Electrification is at the centre of the evolving energy mix and major energy exporters hold the key to secure future revenues by developing low-carbon hydrogen supply.

But while many countries around the world are hoping to benefit from developing export-oriented hydrogen mega-projects, such as Russia, Canada, Australia and the Middle East, Wood Mackenzie hydrogen consulting global head Noel Tomnay said a whole bunch of new kids could come on the block.

In WoodMac’s latest webinar titled Horizons Live: The blue-green planet, Tomnay argued that countries such as Chile, Morocco, and Namibia are not only politically stable but are blessed for solar radiance and renewable energy.

“Morocco could send hydrogen to Europe through pipes and Chile has great potential catered from the Pacific,” he said.

“While we see many projects being proposed for export from Australia, not everyone is going to go there.”

Anyone who has followed Australia knows what happened in the LNG industry, Tomnay said.

“Costs rocketed, the resource didn’t quite deliver, there were a lot of land disputes, and offtakers ended up being disappointed and found they were buying at the peak of the market.

“Labour costs went up and projects were hugely delayed – so all the risks, all the ingredients of the past could potentially still be there, and offtakers will be aware of that.”

 

The new kids

According to the European Council on Foreign Relations, North African countries such as Morocco could “help Europe meet its carbon emissions targets and strengthen its position in the face of fierce competition from China for economic and political influence.”
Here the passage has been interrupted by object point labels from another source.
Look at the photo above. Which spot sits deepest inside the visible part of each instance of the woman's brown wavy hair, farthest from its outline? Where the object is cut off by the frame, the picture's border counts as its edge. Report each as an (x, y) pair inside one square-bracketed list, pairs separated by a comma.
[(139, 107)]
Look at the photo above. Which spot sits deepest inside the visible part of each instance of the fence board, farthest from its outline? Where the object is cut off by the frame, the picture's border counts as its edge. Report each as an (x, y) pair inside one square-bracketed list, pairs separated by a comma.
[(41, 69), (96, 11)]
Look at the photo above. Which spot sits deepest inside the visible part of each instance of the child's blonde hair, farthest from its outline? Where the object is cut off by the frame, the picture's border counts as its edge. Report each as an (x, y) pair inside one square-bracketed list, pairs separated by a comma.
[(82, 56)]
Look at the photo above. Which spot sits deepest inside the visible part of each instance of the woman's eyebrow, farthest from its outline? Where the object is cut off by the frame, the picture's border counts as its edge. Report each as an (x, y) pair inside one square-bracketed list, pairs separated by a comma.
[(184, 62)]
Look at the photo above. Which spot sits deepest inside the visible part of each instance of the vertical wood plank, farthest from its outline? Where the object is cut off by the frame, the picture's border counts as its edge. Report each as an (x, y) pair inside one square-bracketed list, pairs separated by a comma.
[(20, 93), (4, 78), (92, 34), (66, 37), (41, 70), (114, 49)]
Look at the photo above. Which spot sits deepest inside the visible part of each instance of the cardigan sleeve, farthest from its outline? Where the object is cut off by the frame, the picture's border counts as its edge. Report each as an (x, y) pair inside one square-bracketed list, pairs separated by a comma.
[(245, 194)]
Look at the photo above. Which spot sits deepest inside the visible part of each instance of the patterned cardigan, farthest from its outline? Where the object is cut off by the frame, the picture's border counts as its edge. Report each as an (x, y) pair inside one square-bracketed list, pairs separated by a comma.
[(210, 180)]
The European Green Deal is the European Union’s roadmap to achieving climate neutrality by 2050 with goals including cutting carbons emissions, making industry and transport sustainable, using green technology to boost the European economy, and decoupling economic growth from resource use.

Another important goal is to strengthen the EU’s global leadership.

“One of the ways it seeks to do this is by establishing environment, energy, and climate partnerships with the states of the EU’s southern neighbourhood,” the European Council on Foreign Relations says.

In that region, Morocco is one country that has historically had one of the closest relations with EU member states and is seeking investment in renewable energy.

Meanwhile, S&P Global Market Intelligence has flagged Chile’s aims to “become a titan in the burgeoning green hydrogen economy”.

Although the country has not been a significant player in global energy markets in the past, S&P says companies are looking to Chile’s rich renewable energy resources to make breakthroughs and to take advantage of potential government subsidies.

 

Experience in complex projects may be key

All this aside, Australia is considered in the top echelons for solar radiance and green potential due to its diverse set of natural resources, sheer physical scale, solar and wind resources, and potential for large scale carbon capture projects.

And while it could be anyone’s game, Wood Mackenzie markets and transitions research director Prakash Sharma flagged it as being in prime position for hydrogen exports.

Nearly 60% of proposed export projects have been proposed for the Middle East and Australia, targeting markets in Europe and Northeast Asia.

“Australia comes to mind for a couple of diff reasons,” Sharma said.

“One is the current project pipeline, nearly one-third of that is coming from Australia.

“It has the ability to handle complex projects – whether it’s coal steamed gas to LNG or an automated mining project, Australia has the ability to build large scale projects.

“And in terms of its contribution to reduce the cost of hydrogen production, Australia has a grid which can absorb nearly 30-40% of renewable energy so they understand how to balance the renewable integration – that is a key component which is needed to stabilise green hydrogen production.”

He said Australia and its proximity to regions such as Northeast Asia would be of critical importance moving forward but then again, the census is not guaranteed.

“Australia has to live up to and demonstrate and bring those projects to the commercial stage,” he said.

Major obstacles to growth and trade

And yet the answer may still be determined by the country best suited to manage the supply chain risk.

Hydrogen is not an easy energy form in terms of mid-stream infrastructure or in terms of transportation and storage due to its low volumetric energy density.

The supply chain and infrastructure needed to support its growth must first overcome these challenges to establish a truly global trade, Wood Mackenzie says.

In terms of challenges, Tomnay said the biggest is dealing with its volume at normal temperature, and pressure.

He said the analogy is with the LNG market, “where you take hydrogen and liquify it to -253 degrees in the same way the industry has been doing to natural gas at -163 degrees.”

Liquifying hydrogen would reduce its volume, allowing it to be transported in ships with reconversion on delivery.

“But then you have to liquify it, you have to gassify it, and that’s expensive and these ships too are expensive.

“The cost of natural gas is small compared to the transportation costs of getting that LNG to market and this will be the same for hydrogen.”

Tomnay said the easiest thing to do is to start transporting hydrogen locally to clusters and thereafter, using the existing pipeline infrastructure.

“Compressing it and putting it through repurposed existing pipes is an opportunity – but it’s not without its challenges,” he said.

“The challenges however seem pretty straightforward compared to the challenges of linking remote suppliers with markets and seaborne trade.”